Teachers are used to being in charge, to giving orders, to calling the shots, making the rules, and exercising control over groups of students. Every teacher who has ever sat or stood in front of a room filled with students, did so with the implied title of Expert. Teachers, more than any other demographic group I’ve worked with, absolutely hate being told they must sit down — right now — and write, whether for two minutes or twenty.

Experienced, well-trained, highly educated teachers — adults who often have multiple college degrees — begin to shut down when asked to participate in a writing exercise designed for 5 year olds. They cross their arms instead of their t’s, and they roll their eyes instead of dotting them. They groan, they whine, they say they don’t see the point of actually doing the work themselves. They avoid making eye contact with me, and with one another, suddenly obsessed with looking through book-bags and purses for some non-existent object. Invariably, a few get up and leave the room, heading for the bathroom in the hope of avoiding putting pen to paper and sharing their words with others.

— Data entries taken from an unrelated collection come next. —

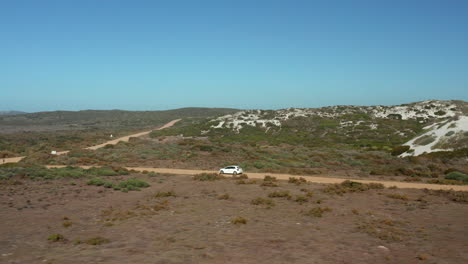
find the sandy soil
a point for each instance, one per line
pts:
(126, 138)
(314, 179)
(110, 142)
(195, 226)
(11, 160)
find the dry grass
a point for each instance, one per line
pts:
(351, 187)
(317, 211)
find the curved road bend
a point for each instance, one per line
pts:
(313, 179)
(111, 142)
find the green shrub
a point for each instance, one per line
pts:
(208, 177)
(396, 151)
(239, 221)
(424, 140)
(301, 199)
(56, 238)
(297, 181)
(98, 182)
(317, 211)
(280, 194)
(95, 241)
(262, 201)
(456, 175)
(165, 194)
(132, 184)
(351, 186)
(224, 197)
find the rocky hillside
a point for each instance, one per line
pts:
(423, 127)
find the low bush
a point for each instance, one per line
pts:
(95, 241)
(56, 238)
(446, 182)
(455, 196)
(208, 177)
(239, 221)
(224, 197)
(398, 150)
(317, 211)
(165, 194)
(458, 176)
(301, 199)
(351, 186)
(132, 185)
(125, 186)
(280, 194)
(262, 201)
(398, 196)
(297, 181)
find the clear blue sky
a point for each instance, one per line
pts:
(151, 55)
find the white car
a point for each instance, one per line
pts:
(234, 170)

It is blatantly clear that the majority of teachers consider writing an unpleasant chore, as opposed to the joyful experience it can be when taught correctly. Our youngest writers must have role models and instructors who show their students — daily, and in multiple ways — that writing is a pleasurable and integral part of daily life, regardless of one’s age. And it is equally important that our students’ families do the same. Writing a grocery list together is far more valuable than forcing a child to fill in the blanks on a worksheet. For now, that’s all I’m going to say about teachers who force their students to do what they refuse to do themselves.